LO QUE MÁS ME GUSTA SON LOS MONSTRUOS

Uno de los cómics del año. Un sorprendente ejercicio en el que Emil Ferris da muestras de su talento y, sobre todo, de su increíble capacidad para el dibujo. Impresionante y emocionante a partes iguales, ‘Lo que más me gusta son los monstruos’ es una demostración embriagadora de talento que, además, te roba el corazón.

Por Javier Marquina

Soy idiota. Tengo que dejar de escribir entradillas que resumen de forma tan definitiva lo que tengo que decir sobre un cómic. Así no hay manera. No me basta con aceptar más encargos de los que soy humanamente capaz de asumir. No tengo suficiente con sufrir un bloqueo parcial que me obliga a llorar sangre cada vez que me enfrento al folio en blanco para escribir una reseña. No. Qué va. El señorito, para más inri, tiene que boicotearse a sí mismo haciendo un resumen perfecto de lo esencial en 4 jodidas líneas. Y yo necesito un mínimo de 700 palabras para cubrir la papeleta aquí. Es que así no se puede, joder.

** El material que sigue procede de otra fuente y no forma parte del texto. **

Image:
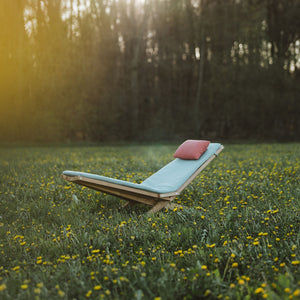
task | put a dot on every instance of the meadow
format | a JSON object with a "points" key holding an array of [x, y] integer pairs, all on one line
{"points": [[236, 235]]}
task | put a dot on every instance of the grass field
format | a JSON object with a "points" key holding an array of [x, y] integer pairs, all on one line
{"points": [[237, 238]]}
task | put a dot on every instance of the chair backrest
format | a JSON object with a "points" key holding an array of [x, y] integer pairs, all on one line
{"points": [[172, 176]]}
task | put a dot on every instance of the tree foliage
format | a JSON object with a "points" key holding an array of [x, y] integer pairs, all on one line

Llevo muchos días con la necesidad de hablar de Emil Ferris y de su magistral tebeo, pero no sé por dónde empezar. No sé si hablar de la historia de superación personal que viene implícita en el abrumador despliegue gráfico demostrado tras sufrir una parálisis parcial o en el planteamiento explosivo y demoledor que consigue con el planteamiento de su historia. Hay tanto de lo que hablar, que tu cerebro se ahoga como un carburador mal cebado. Lo tienes todo dentro, pero la mezcla no es la correcta para conseguir la explosión. ¿Por dónde empiezo? ¿En qué me centro? ¿Qué analizo? ¿Qué resalto?

Ni idea, la verdad.

Quizá lo mejor sea destacar la sensación de salto cuántico que produce ‘Lo que más me gusta son los monstruos’. Sumergirse en sus páginas destila un aroma de hito histórico, ese aura mística y mítica que parece rodearte cuando comienzas a ser consciente de que estás disfrutando de algo épico, de algo que se recordará durante mucho tiempo por lo que propone. No sabría explicarlo mejor. ‘Lo que más me gusta son los monstruos’ es como cruzar un umbral, una puerta, como adentrarse en una dimensión diferente a través de las páginas de un cuaderno. Desde el inicio, la sensación de realidad deformada y difusa que transmiten sus páginas se mezcla con la verdad casi inexcusable que destila ese aspecto de diario infantil que tiene cada página. La emulación (¿o fidelidad?)  del cuaderno garabateado que nos va llevando de la mano por la historia es un vehículo tan sorprendente como imposible en el que se juntan todos los géneros. Horror, cine negro, culebrón, tragedia, misterio, amor, dolor, familia, locura, desesperación, inocencia, recuerdo… ‘Lo que más me gusta son los monstruos’ es como un catálogo del siglo XX en el que todo parece reflejarse con espejada nitidez. Un bloc de notas que va adquiriendo entidad de folletín complejo, de novela creada casi a base de la combustión espontánea de ideas y que, sin embargo, sigue una estructura lógica, coherente y medida.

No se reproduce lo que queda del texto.